Finally, sensory processing channels allowing detection and interpretation of environmental food cues interact with and are modulated by these neural systems involved in control of eating behavior. In many cases, food is first perceived by the visual system. The visual stimulus of food signals availability and provides information about palatability and therefore, is a key factor in the initiation of a meal (Cornier et al. 2007). Not only viewing of real food, but also viewing of food pictures has been shown to activate distributed networks of brain regions involved in food categorization and also in reward evaluation, such as amygdale and orbitofrontal cortex as well as the hypothalamus (Berthoud 2004; Rolls 2005; Cornier et al. 2007).

In tasks assessing attention allocation, visual selective attention is preferably directed towards food items (Nummenmaa et al. 2011). Activity in these networks and the degree of attention allocation is highly dependent on motivational states, either by the motivational significance of external cues or by the intrinsic current need state. For instance, only the attention capture effects of food items, but not non-food items, as well as the memory performance for visually presented food items is strongly modulated by an individual’s hunger level (Mogg et al. 1998; Morris and Dolan 2001; Piech et al. 2010). Furthermore, in an electroencephalographic (EEG) study, Stockburger et al. (2008) showed that hunger state modulated brain potentials selectively to food pictures. Food specific correlations between regions involved in processing of visual food cues with states of hunger and calorie content of the food cues were also found by means of functional magnetic resonance imaging (fMRI) (Porubska et al. 2006; Siep et al. 2009; Fuhrer et al. 2008; Cornier et al. 2007). It appears that the hunger state induces a change in the salience of food stimuli as need-related cues.



3 Role of Insulin in Eating Behavior


Although individual systems of eating behavior control have been described to some detail, interactions between them are still rather elusive. Manipulation of a key hormonal signal and investigation of its effects on cognitive elements in eating behavior might shed some light on these interactions in humans.

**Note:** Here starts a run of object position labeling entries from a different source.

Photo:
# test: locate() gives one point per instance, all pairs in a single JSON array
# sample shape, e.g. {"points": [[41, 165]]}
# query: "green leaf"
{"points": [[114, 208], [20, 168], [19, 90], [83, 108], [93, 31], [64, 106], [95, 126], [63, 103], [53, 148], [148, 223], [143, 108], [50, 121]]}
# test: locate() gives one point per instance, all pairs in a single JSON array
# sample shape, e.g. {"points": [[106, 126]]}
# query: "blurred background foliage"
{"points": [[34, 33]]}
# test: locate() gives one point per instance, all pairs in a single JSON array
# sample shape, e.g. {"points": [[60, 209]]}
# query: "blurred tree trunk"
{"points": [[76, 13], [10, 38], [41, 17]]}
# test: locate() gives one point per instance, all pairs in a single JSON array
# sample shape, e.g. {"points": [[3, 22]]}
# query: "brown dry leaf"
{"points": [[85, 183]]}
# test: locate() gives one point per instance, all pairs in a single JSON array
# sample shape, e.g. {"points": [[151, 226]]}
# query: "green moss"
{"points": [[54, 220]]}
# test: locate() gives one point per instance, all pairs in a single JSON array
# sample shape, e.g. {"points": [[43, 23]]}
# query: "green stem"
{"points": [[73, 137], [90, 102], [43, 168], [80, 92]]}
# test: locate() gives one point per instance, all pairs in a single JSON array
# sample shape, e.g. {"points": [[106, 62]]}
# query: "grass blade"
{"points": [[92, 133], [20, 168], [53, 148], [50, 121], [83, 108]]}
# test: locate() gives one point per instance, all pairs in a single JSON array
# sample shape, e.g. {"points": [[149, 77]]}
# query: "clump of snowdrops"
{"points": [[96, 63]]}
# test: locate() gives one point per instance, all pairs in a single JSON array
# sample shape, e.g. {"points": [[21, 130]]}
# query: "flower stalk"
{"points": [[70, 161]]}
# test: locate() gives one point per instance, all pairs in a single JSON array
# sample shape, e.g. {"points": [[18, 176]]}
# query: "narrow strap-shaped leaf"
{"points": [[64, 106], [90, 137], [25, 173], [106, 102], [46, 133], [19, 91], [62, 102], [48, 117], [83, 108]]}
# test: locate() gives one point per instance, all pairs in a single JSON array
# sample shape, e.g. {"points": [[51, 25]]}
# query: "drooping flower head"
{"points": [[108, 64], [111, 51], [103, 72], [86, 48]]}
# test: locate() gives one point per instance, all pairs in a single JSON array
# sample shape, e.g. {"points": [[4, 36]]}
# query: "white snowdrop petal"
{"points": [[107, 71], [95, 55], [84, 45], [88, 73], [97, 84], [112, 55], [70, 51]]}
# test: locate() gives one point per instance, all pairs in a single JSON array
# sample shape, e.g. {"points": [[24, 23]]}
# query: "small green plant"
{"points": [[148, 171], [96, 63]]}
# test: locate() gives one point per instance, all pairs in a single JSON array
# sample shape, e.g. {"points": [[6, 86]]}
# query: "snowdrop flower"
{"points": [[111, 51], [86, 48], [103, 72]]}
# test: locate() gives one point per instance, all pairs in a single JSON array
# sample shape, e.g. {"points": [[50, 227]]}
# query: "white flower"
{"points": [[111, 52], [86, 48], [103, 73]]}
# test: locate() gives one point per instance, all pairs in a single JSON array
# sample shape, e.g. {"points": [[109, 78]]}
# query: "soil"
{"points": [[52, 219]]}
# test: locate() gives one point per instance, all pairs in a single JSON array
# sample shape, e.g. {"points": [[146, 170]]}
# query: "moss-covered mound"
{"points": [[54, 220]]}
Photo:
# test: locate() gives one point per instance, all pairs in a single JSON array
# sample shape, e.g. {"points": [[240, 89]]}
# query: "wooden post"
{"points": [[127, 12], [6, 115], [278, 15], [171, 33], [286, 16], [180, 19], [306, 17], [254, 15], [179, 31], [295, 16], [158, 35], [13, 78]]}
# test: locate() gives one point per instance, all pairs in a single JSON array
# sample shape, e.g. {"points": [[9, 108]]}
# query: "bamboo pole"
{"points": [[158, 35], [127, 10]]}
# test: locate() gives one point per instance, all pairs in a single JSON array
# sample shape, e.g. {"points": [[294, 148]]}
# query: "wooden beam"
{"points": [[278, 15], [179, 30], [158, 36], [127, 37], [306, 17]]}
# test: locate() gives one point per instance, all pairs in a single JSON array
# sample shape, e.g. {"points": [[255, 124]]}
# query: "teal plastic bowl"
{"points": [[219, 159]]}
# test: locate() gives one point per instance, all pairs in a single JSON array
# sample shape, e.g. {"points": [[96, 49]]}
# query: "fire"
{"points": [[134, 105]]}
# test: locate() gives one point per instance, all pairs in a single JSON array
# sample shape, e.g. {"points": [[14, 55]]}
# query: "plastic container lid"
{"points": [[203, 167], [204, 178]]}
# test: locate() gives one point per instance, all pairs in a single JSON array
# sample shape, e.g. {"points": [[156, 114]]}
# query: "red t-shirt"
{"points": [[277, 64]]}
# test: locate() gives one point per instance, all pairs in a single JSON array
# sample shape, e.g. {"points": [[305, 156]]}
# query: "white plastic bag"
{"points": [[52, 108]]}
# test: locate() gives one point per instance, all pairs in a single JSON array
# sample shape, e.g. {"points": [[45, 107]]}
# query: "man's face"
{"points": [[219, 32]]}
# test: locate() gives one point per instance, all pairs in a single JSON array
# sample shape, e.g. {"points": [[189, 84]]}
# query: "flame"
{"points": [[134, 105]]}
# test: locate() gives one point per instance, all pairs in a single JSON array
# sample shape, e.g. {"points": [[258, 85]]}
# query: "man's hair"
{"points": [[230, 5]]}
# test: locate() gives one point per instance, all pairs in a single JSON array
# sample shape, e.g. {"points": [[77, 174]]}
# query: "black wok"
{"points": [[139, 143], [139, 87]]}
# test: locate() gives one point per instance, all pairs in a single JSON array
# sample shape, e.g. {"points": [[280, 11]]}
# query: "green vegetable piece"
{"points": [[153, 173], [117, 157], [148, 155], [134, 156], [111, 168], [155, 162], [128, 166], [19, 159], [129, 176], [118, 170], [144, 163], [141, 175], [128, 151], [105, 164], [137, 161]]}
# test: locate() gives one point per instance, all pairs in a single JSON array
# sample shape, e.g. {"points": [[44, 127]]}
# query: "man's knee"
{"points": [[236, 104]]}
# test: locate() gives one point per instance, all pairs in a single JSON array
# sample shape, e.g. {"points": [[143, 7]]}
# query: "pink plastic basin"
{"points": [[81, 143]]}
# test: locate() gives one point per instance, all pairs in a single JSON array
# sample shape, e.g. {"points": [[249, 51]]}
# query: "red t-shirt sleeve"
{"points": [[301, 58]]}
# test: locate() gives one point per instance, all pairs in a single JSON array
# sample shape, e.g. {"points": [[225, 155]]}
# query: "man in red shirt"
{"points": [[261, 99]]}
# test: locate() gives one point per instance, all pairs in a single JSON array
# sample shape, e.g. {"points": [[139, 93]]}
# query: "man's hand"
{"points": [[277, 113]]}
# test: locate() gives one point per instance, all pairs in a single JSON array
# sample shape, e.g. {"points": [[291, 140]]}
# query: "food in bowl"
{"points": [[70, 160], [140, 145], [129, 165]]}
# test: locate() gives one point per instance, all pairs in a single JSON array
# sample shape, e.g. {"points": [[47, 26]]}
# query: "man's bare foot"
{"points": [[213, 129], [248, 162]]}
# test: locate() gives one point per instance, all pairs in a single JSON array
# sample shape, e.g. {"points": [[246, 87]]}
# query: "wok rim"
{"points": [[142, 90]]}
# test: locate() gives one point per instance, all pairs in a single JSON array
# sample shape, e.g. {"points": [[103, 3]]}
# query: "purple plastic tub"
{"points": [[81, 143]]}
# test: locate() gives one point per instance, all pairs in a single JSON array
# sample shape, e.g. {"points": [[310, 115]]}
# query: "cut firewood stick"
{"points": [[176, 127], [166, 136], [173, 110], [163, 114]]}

3.1 Cerebral Insulin Function


As previously described, one of the key signals is the hormone insulin, which regulates the metabolism of carbohydrates, lipids and amino acids. Insulin interferes with the metabolism of all three types of nutrients; however, the most important function of insulin is the regulation of glucose metabolism in peripheral tissues. Since glucose uptake in neurons is independent of insulin, the central nervous system has long been considered an insulin-independent tissue. However, insulin receptors are expressed all over the brain with high concentrations in the olfactory bulb, the primary olfactory cortex, the limbic and paralimbic system and the hypothalamic nuclei (Baskin et al. 1987; Unger et al. 1991; Schulingkamp et al. 2000).

Currently, it is well established that insulin affects eating behavior and metabolism by targeting the hypothalamic nuclei (e.g. ventromedial nucleus, arcuate nucleus) (Woods et al. 1979; Schwartz et al. 2000; Benoit et al. 2002). Furthermore, insulin is an essential neuronal growth factor and stimulator of neuronal protein synthesis during development of the central nervous system (Heidenreich and Toledo 1989; Robinson et al. 1994; Choi et al. 2005; Chiu and Cline 2010). Insulin has also been shown to co-regulate neurotransmitters and/or their receptors including norepinephrine (Boyd et al. 1985; Masters et al. 1987; Figlewicz et al. 1993; Apparsundaram et al. 2001), acetylcholine through glucose utilization (Lechin and van der Dijs 2006), glutamate receptors (Man et al. 2000; Plitzko et al. 2001; Mielke et al. 2005; van der Heide et al. 2005), and GABA-ergic transmission (Wan et al. 1997; Ma et al. 2003; Vetiska et al. 2007). The majority of these insulin effects on neurotransmission are localized in the hippocampus, prefrontal cortex, and hypothalamus.

Thus, it is not surprising that an important role for insulin in high-level cognition, memory, and synaptic plasticity has been suggested. Animal studies demonstrated that rats which were injected intracerebroventricularly with insulin after a training task showed increase in performance if tested for retention in comparison to control animals (Park et al. 2000). Improvement of memory function by insulin administration was also shown in humans (Craft et al. 2000; Benedict et al. 2004).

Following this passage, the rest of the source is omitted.